Frequently, the work assignment extends beyond the actual commissioning process, especially when foreign company employees require training over an extended period. Such assignments can be personally challenging, and the corresponding resilience and flexibility are fundamental prerequisites for Commissioning Engineers.
Your qualifications, the type of company you work for, and the scope of your work area all influence your salary. As a beginner, you can expect a monthly salary of around 3,300 euros. Experienced Commissioning Engineers earn 4,800 euros and more. Additionally, there are allowances and benefits for travel or extended stays at remote locations.
If your company operates worldwide, and you are willing to work on all continents, an annual salary of around 90,000 euros is not uncommon. Additional benefits such as accommodation costs at remote work locations, travel expenses, and daily allowances for absences also affect your income.
Numerous industries are interested in competent and reliable Commissioning Engineers. The better your qualifications, the more opportunities you have in the job market. Your personal willingness to engage in extended travel or international assignments also influences your employability.

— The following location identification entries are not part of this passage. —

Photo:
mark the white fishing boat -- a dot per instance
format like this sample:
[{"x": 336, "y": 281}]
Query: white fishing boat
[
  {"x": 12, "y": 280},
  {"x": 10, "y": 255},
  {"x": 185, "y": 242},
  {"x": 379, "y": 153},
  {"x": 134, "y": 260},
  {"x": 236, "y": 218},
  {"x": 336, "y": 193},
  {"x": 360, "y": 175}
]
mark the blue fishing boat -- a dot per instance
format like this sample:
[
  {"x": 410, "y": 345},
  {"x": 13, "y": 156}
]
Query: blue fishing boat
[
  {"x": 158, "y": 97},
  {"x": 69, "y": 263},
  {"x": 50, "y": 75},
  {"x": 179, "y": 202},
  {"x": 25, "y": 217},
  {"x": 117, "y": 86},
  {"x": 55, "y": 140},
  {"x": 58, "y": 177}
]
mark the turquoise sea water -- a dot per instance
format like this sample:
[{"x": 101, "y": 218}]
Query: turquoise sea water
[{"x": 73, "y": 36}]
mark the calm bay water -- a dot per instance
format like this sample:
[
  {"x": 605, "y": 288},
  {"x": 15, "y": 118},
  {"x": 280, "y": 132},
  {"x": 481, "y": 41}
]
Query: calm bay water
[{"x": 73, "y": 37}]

Furthermore, you have the opportunity to enhance your job qualifications, such as becoming an SPS programmer. If you also have professional experience in a related occupation, it will be a positive factor in the selection process when applying for jobs.
Another possibility is to be recruited through a temporary employment agency. In many cases, their conditions are not only comparable to the collective agreements of individual industries but even superior. It’s definitely worth taking a closer look at the employment contracts in such cases.